ちなみに、この映画は2015年に公開されたフランスの映画「エール!」の米国版リメイクであるという事を、
僕は見終わってから知ったのだが、そちらの方は未見。
家族という共同体で生活していく中での、
ルビーを含めた各人がそれぞれに持つ主張、複雑な思いを、
ひねりのきいた展開や、映像的装飾なく描ききったまっすぐな作風に好感が持てるし、
何よりも劇中に流れる、ルビー演じるエミリア・ジョーンズの歌唱が素晴らしい。
ジョニ・ミッチェルの名曲(曲名はある種のネタバレになるので伏せておこう)を
歌い上げるルビーの魂の歌声に、落涙を抑えることができなかった。
劇中には、しばしば「セックス」の話題が上り、
もし親子や家族団欒でこの映画を見ていたならば、多少の気まずさを覚えるものがあるかもしれない(この映画はPG12指定)。
僕は過去の他の作品のレビューで、
何度か「セックスシーンはこのような(エンタメ系)映画には入れて欲しくなかった」
という事を書いていたりするが(例えば「マトリックス リローデッド」とか「エターナルズ」とか)
(「マトリックス リローデッド」のレビュー↓)
https://shingosan.hateblo.jp/entry/2021/11/07/010236
(「エターナルズ」のレビュー↓)
https://shingosan.hateblo.jp/entry/2021/11/18/004556
こういうリアリティに根ざした人間ドラマに関しては、セックスのシーンは、
受け手によって印象はそれぞれだと思うが、
妙に過剰に表現していない限り、まあ、あっていいんじゃないだろうか。
今回、この映画にここまでの高得点を出したのは、
私事で恐縮だが、もしかしたら、両親を数年前に亡くしたことで、
近年、余計に「家族」という存在のかけがえのなさを意識するようになった、僕の心の移り変わりが影響しているかもしれないし、
45歳という年齢で、ますます色々な事に対して涙もろくなってきている僕の年齢的なものも影響しているかもしれない。

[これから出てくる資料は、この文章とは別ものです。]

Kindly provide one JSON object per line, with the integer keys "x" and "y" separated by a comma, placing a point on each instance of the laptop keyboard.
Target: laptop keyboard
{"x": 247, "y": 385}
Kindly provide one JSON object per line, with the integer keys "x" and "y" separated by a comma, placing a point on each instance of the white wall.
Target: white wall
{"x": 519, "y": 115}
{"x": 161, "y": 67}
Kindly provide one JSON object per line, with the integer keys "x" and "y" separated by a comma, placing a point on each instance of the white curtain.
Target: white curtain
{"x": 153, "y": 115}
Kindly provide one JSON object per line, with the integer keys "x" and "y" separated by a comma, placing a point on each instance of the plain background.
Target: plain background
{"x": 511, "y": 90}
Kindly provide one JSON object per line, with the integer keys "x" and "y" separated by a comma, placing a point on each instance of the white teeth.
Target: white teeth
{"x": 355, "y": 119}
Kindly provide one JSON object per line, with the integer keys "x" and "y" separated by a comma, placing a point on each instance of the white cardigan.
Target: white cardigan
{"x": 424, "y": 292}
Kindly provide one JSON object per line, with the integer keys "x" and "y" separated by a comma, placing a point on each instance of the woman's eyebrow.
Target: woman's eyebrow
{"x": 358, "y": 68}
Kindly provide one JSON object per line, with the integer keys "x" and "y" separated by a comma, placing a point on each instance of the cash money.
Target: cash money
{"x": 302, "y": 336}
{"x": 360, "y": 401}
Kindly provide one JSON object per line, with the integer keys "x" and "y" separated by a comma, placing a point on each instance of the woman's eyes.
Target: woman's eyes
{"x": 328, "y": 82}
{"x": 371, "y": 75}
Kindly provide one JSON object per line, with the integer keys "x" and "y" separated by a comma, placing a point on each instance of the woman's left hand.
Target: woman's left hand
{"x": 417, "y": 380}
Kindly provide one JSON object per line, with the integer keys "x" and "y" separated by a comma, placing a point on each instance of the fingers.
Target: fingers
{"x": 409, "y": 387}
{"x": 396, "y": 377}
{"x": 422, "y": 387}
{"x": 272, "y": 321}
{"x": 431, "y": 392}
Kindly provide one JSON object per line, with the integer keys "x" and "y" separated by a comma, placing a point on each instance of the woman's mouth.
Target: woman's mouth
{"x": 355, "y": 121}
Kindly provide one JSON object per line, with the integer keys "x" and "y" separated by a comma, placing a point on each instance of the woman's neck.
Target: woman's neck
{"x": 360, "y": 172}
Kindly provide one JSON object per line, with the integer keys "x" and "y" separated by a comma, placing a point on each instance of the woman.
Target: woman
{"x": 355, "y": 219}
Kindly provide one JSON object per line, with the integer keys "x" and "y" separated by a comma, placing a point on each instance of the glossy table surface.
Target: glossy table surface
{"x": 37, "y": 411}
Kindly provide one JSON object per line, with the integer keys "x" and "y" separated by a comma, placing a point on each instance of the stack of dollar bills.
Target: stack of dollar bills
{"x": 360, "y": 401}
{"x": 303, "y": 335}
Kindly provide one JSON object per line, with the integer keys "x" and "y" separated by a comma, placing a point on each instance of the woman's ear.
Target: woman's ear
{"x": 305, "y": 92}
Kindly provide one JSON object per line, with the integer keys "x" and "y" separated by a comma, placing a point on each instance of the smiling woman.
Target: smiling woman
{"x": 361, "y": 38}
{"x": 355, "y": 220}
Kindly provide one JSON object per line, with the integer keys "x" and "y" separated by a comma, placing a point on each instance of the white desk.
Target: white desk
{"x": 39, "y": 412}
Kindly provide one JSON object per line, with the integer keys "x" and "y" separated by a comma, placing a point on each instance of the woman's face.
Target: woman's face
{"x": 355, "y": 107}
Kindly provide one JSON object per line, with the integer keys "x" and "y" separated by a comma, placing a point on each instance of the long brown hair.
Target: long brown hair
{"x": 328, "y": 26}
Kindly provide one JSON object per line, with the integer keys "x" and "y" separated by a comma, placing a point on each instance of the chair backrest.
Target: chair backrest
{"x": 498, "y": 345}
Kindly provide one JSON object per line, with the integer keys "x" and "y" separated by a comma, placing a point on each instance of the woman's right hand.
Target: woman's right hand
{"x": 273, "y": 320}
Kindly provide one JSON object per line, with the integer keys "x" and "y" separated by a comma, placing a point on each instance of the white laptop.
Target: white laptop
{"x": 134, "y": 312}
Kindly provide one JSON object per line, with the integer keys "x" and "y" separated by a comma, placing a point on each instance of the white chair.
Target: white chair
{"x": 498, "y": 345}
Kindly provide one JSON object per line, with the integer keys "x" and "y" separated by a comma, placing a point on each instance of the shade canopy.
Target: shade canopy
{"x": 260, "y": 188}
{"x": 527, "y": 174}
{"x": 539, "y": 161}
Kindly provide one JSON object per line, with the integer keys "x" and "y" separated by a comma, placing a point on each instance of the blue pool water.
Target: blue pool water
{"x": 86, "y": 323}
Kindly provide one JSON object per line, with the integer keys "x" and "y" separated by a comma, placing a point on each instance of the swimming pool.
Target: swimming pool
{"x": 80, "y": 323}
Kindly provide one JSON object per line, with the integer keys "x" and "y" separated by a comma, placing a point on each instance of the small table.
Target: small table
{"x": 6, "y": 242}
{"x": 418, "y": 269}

あるいは、先日見た「ヒトラーを殺し、その後ビッグフットを殺した男」という、
レジェンド級のクソ映画(←もはや褒め言葉として使っています。いやホントに)を見たせいで、
無意識のうちに受けたショック状態(まあ大げさですが)を中和してくれる、
「解毒剤的な」映画を欲していた(笑)せいかもしれない。
(「ヒトラーを殺し、その後ビッグフットを殺した男」のレビュー↓)
https://shingosan.hateblo.jp/entry/2022/01/31/003041
いずれにせよ、奇をてらったような場面がほぼ一切ない人間ドラマを、久しぶりに見たような気がする。
少し気になったのは、
ルビーの家族は、対外的なコミュニケーションの場面において、いかなる時もルビーに頼りっきりだったが、
ああいうのって、政府とか自治体の補助制度とかボランティアなどを利用して、
折々の場面で、ルビー以外の通訳の人のサポートって受けたりできないものなのかな?
と思ったりした。
まあこのあたりは、
僕自身、アメリカの法律についても、聴覚障害者を取り巻く法整備の事についても、
何の知識もないので、これ以上の詳細には踏み込まないが。
ただ、実際にああいった家族の状況があった時に、
なんでもかんでも当事者家族の努力だけでしか対処できないのかな?と、素朴に思い浮かんだ次第。
特にそんな事を思ったのは、
ちょっとだけネタバレっぽくなって申し訳ないのだが、家族がテレビの取材を受けた時とか。
気になったのは、そのあたりぐらいかな?
あとはとにかく「見てよかった」と素直に思えた、良い映画だった。
という事で、今回も最後まで読んでいただき、ありがとうございました。